While sound from a school may confuse a predator, sounds from a solitary fish can attract predatory attack (New et al. 2001). One possible selective advantage of strongly synchronized ISLR, would be to reduce a predator’s ability to identify the number of individuals based on sound alone. For example, in species that synchronize movement and respiratory sounds, a group may sound like an individual, and an individual like the group, potentially creating hesitation in predators and conveying secondary protection. Together, the benefits of being able to confuse a predator’s inner ear, lateral line, and electrosensory system may have strengthened selection for individuals with the ability to synchronize their movements and respiration to external sound (Larsson 2009, 2012b).

Another advantage of synchronized movement is improved auditory perception of the school due to coordinated onset and cessation of ISLR (Larsson 2009).

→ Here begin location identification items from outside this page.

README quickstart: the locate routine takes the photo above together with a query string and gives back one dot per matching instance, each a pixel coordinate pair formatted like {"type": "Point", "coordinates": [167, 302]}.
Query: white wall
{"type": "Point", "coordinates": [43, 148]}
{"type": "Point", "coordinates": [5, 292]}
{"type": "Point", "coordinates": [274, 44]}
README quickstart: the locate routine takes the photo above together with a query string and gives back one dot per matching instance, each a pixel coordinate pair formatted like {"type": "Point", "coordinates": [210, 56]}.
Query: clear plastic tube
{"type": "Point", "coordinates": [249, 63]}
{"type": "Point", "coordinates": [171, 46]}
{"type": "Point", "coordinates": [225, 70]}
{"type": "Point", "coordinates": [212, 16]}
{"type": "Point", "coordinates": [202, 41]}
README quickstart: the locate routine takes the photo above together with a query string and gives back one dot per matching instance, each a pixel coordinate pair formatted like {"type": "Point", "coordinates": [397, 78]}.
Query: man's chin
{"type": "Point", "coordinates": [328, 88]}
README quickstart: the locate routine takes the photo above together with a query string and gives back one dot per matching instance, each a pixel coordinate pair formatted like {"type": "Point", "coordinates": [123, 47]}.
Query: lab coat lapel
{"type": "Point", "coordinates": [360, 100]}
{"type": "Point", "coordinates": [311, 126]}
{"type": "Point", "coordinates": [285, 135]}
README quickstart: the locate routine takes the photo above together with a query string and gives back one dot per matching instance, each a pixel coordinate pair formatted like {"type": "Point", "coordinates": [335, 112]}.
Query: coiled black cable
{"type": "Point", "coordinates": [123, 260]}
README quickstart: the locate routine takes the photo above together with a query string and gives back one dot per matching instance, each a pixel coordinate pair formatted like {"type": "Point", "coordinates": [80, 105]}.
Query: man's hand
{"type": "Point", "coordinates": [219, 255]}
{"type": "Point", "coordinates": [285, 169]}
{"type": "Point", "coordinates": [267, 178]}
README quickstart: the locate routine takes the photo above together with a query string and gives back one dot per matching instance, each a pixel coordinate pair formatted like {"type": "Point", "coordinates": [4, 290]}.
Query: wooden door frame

Noise from a fish’s own movement or from external biotic and abiotic sources can drown out pertinent environmental sounds such as noise from predators or prey (Buerkle 1969; Slabbekoorn et al. 2010). Temporally coordinated movement and respiration in a school could reduce auditory masking because synchronous onset of noise improves auditory grouping (Bregman 1990) and synchronous cessation of movement creates momentary windows of silence, increasing situational awareness by allowing the group to hear predators, prey, and signals from nearby conspecifics (Larsson 2009).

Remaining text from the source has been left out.